Exactly. I don’t know where you think you are going with this, or how it makes Wikipedia non-trivial.
More than that, the content is free. If it goes dark permanently, you just get the version from either Google or any of the other mirrors, stick it on a new server, give it a new name, and bingo, you’ve got the site back. Yeah, it’s work, but it’s not as if Wiki is gone forever. That’s the beauty of free content.
The real importance of the blackout is just that it (1)informs people who don’t go elsewhere on the net, (2) proves that people are willing to work together and try to stop this, and (3)is much more newsworthy and finally got this thing out on the news outside the Internet, where it’s seemed to be mostly overlooked (unsurprisingly). I mean, even Stephen Colbert couldn’t discuss it without having a SOPA supporter on. And that’s the only time I saw it on TV.
Hasn’t the SDMB been offline enough over the past decade to make up for Dark Wednesday?
The mainstream mediapretty much ignored SOPA before the blackout, according to Media Matters.

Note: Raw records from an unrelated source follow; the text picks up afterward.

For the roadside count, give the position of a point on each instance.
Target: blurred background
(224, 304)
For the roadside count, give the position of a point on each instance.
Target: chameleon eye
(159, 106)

Relied on porn found in the woods.
The triviality of any particular organization doesn’t much matter in this case. The SDMB is just as trivial as Wikipedia, but if a bill was about to be passed that would fundamentally change posting and modding here to the point of never linking or quoting any copyrighted material, the government could simply have this site shut down if they were made aware of too much of such activity.
It probably would never come to that, but I’m sure the board rules here would change dramatically, and imagine what it would do to the internet at large.